Cercada para justificar tanto gasto, ela foi simplória na resposta em entrevista à imprensa, arguindo inocência: “Eu cheguei aqui, senadora nova, a orientação era essa”.

Parte da família de Rosalba posa em Hamburgo, à espera dos pais e um dos irmãos (Foto: redes sociais)

À época com mais de 20 anos de vida pública, três mandatos como prefeita e nos primeiros anos de Senado, Rosalba Ciarlini achava normal utilizar passagens aéreas para transportar sua filha Karla e o marido de avião da Europa para Natal ou hospedar filho Kadu em hotel cinco estrela à beira-mar, em Fortaleza (CE).

Hotéis de luxo em cidade turística da França

Também não lhe parecia pouco recomendável, que sobrinha-afim ganhasse passagens graciosas para viagens a Lisboa, Barcelona e Paris. Amigos e outros familiares podiam voar Brasil afora ou pelo mundo, com recursos públicos, escolhendo hotéis à estadia despreocupada.
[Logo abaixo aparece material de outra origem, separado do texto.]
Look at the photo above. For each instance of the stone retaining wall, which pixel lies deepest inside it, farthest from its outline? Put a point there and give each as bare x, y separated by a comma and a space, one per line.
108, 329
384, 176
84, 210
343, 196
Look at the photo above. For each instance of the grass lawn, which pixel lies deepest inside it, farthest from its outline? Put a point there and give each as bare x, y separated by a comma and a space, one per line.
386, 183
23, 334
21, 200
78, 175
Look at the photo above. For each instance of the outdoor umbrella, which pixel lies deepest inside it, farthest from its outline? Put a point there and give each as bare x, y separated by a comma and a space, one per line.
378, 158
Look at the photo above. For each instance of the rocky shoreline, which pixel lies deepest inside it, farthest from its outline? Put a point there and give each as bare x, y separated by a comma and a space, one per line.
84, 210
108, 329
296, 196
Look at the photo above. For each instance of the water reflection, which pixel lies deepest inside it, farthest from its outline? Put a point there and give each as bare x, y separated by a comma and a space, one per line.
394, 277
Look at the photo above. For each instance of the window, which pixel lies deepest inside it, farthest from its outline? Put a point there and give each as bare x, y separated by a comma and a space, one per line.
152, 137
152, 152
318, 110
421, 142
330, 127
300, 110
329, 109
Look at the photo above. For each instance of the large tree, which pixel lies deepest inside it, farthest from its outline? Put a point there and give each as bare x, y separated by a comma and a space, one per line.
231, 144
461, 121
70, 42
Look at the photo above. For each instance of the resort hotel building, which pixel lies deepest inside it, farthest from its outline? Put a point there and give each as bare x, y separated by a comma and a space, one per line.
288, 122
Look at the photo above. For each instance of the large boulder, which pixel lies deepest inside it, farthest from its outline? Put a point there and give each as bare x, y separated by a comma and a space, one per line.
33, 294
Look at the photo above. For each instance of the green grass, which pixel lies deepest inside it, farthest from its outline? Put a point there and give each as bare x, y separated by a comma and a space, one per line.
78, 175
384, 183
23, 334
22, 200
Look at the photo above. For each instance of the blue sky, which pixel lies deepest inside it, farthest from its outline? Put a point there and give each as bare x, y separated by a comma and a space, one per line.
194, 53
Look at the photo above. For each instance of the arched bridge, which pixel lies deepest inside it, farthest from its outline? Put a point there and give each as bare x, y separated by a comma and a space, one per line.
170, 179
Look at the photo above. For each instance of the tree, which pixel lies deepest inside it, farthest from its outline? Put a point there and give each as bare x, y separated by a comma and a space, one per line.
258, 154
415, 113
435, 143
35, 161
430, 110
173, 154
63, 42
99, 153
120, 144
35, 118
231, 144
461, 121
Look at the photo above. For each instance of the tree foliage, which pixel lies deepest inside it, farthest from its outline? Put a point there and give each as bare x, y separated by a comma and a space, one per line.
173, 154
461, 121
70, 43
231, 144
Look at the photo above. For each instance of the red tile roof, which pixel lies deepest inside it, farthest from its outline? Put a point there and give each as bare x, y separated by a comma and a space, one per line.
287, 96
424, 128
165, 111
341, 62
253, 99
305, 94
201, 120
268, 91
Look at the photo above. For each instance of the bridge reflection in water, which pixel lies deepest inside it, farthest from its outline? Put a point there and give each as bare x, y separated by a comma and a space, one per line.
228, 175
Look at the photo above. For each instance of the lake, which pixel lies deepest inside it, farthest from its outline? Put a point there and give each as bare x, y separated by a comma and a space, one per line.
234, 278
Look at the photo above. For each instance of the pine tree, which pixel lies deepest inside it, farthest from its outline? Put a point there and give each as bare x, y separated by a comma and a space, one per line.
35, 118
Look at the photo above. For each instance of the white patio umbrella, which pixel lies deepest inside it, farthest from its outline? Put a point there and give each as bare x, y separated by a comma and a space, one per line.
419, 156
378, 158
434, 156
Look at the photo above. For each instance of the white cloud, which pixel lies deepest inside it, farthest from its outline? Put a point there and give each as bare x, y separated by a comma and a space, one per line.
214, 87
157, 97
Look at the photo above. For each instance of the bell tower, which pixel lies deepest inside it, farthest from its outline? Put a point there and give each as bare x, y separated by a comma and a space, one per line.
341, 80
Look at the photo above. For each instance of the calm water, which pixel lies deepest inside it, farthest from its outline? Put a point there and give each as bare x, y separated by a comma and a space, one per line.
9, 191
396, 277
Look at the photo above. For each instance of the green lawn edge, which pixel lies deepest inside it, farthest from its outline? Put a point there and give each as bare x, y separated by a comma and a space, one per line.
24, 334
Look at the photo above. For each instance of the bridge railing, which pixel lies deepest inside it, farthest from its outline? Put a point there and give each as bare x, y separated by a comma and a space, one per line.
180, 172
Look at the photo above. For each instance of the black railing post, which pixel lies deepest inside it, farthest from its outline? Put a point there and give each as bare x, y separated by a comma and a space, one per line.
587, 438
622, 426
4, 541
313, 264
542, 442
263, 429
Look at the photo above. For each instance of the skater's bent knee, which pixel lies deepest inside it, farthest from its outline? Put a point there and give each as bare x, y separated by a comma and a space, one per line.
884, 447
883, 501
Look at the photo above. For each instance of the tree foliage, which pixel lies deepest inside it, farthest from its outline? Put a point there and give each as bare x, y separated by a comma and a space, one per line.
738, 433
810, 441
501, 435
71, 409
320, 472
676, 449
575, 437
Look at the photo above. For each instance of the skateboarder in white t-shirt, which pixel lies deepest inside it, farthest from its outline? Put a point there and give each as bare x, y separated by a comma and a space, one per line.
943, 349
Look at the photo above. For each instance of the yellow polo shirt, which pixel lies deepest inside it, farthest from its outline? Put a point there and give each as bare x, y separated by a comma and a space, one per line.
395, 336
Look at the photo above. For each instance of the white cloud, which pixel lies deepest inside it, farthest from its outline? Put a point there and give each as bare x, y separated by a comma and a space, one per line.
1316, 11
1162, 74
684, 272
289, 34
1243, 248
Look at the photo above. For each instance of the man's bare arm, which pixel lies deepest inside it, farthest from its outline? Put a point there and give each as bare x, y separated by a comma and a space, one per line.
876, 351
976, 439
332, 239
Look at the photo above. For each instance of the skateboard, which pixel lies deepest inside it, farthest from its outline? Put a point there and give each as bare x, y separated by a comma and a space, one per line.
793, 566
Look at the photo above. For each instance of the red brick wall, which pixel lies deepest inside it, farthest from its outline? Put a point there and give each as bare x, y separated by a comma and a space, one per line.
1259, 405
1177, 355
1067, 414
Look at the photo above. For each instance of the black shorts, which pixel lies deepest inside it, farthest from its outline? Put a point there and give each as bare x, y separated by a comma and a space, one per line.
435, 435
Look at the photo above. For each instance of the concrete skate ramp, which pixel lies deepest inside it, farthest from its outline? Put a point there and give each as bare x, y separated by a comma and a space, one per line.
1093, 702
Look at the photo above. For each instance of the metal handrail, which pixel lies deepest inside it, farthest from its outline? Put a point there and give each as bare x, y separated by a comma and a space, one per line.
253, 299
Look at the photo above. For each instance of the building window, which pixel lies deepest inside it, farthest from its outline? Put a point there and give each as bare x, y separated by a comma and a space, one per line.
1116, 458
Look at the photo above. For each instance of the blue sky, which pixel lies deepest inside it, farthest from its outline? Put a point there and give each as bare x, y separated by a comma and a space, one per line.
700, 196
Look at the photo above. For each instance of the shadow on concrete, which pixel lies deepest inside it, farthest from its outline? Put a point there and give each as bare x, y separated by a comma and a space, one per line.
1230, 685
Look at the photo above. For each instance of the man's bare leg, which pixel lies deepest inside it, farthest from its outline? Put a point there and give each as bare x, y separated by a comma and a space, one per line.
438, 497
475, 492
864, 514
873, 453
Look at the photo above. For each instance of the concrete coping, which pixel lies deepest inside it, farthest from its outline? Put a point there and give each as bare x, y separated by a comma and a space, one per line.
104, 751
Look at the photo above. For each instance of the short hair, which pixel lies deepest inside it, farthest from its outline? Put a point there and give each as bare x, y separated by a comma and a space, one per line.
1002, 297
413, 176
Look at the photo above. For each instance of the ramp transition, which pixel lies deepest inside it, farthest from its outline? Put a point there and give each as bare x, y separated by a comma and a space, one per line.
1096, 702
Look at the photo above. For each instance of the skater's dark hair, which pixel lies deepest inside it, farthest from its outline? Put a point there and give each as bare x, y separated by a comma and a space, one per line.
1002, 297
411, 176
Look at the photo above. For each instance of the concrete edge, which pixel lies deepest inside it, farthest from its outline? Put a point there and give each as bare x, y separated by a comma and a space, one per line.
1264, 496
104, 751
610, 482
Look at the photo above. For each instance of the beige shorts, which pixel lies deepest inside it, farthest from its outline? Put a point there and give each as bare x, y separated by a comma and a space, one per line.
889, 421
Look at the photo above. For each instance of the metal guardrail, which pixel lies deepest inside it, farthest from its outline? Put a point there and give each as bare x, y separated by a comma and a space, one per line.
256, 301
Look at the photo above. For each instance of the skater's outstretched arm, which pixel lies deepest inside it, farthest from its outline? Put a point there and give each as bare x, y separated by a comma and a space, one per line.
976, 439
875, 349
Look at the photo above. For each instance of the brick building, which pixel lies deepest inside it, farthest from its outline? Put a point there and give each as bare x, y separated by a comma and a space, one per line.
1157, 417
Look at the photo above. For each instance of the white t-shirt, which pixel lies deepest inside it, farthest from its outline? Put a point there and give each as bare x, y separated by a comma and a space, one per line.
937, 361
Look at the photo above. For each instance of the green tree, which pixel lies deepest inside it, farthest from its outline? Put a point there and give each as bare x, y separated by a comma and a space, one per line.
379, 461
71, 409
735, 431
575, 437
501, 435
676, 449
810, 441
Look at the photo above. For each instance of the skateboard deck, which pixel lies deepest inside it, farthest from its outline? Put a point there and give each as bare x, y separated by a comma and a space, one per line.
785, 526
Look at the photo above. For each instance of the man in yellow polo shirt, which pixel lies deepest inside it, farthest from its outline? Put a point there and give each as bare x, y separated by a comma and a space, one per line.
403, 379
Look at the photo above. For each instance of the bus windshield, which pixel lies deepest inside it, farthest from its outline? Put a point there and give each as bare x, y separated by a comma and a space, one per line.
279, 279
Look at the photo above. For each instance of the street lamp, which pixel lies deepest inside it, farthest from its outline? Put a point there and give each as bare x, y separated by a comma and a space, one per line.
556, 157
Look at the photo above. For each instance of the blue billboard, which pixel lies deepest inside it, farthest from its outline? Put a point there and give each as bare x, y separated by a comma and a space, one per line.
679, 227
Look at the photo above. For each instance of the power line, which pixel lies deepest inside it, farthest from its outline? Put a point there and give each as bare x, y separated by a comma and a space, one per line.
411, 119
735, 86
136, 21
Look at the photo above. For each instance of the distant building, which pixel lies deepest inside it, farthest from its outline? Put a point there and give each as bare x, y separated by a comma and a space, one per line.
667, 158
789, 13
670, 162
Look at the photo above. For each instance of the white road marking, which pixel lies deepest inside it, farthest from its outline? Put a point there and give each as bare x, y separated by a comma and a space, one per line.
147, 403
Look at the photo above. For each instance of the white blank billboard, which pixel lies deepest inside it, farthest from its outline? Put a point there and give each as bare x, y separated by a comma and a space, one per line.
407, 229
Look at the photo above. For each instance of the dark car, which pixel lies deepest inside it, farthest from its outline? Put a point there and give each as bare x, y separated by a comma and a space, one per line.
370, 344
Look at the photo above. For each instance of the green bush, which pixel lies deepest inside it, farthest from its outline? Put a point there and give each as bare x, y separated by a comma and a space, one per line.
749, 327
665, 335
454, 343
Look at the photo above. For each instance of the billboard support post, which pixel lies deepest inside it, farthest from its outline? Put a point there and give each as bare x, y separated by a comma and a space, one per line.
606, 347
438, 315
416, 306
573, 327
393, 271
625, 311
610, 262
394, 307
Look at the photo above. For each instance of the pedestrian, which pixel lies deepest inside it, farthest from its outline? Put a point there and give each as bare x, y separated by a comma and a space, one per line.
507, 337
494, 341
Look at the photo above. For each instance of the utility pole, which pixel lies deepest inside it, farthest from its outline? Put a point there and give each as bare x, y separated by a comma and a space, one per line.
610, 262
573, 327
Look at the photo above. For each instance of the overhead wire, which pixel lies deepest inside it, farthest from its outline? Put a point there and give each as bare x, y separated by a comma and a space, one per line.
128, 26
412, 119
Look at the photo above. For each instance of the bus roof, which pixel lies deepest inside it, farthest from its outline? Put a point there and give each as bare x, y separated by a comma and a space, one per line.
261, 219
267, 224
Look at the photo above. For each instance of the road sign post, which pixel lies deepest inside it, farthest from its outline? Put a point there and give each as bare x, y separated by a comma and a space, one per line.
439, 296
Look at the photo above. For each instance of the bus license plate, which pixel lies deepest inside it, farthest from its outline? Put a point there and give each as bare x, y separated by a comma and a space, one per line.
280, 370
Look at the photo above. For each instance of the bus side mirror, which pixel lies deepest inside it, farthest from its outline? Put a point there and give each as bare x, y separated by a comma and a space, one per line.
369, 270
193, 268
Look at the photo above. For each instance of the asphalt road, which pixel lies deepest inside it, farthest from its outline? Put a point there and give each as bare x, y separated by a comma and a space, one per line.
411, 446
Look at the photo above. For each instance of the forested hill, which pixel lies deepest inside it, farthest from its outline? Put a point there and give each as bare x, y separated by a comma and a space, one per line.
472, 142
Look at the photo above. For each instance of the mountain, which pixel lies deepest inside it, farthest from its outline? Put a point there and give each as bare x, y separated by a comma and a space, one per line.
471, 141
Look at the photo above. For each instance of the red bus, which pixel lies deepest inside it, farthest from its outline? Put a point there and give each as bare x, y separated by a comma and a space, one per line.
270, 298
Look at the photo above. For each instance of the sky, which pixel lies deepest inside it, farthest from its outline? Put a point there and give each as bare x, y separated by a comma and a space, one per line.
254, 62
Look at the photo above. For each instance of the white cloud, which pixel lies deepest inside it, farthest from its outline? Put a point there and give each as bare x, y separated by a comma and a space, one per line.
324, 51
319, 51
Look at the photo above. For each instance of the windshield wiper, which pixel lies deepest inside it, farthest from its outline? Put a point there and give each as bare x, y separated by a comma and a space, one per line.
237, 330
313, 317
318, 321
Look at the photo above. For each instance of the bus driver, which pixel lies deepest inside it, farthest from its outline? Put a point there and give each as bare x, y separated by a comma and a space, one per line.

Nem foi-lhe exorbitante que o Senado bancasse sua hospedagem, do marido, do filho Kadu e casal de amigos, num dos mais caros e luxuosos hotéis do país – o Grand Meliá Mofarrej em São Paulo-SP.

Foi supimpa passar duas semanas “a trabalho” em Estrasburgo (fronteira com a Alemanha), cidade turística francesa, no fim de fevereiro de 2008 – em família.

Suplente do Conselho de Ética do Senado, àquela época, Rosalba Ciarlini não tinha compreensão do que fosse exorbitar de prerrogativas com o dinheiro alheio.

Talvez não o tenha até hoje. Faz sentido. Esse episódio de 2009 diz muito de 2019, ou seja, dez anos depois.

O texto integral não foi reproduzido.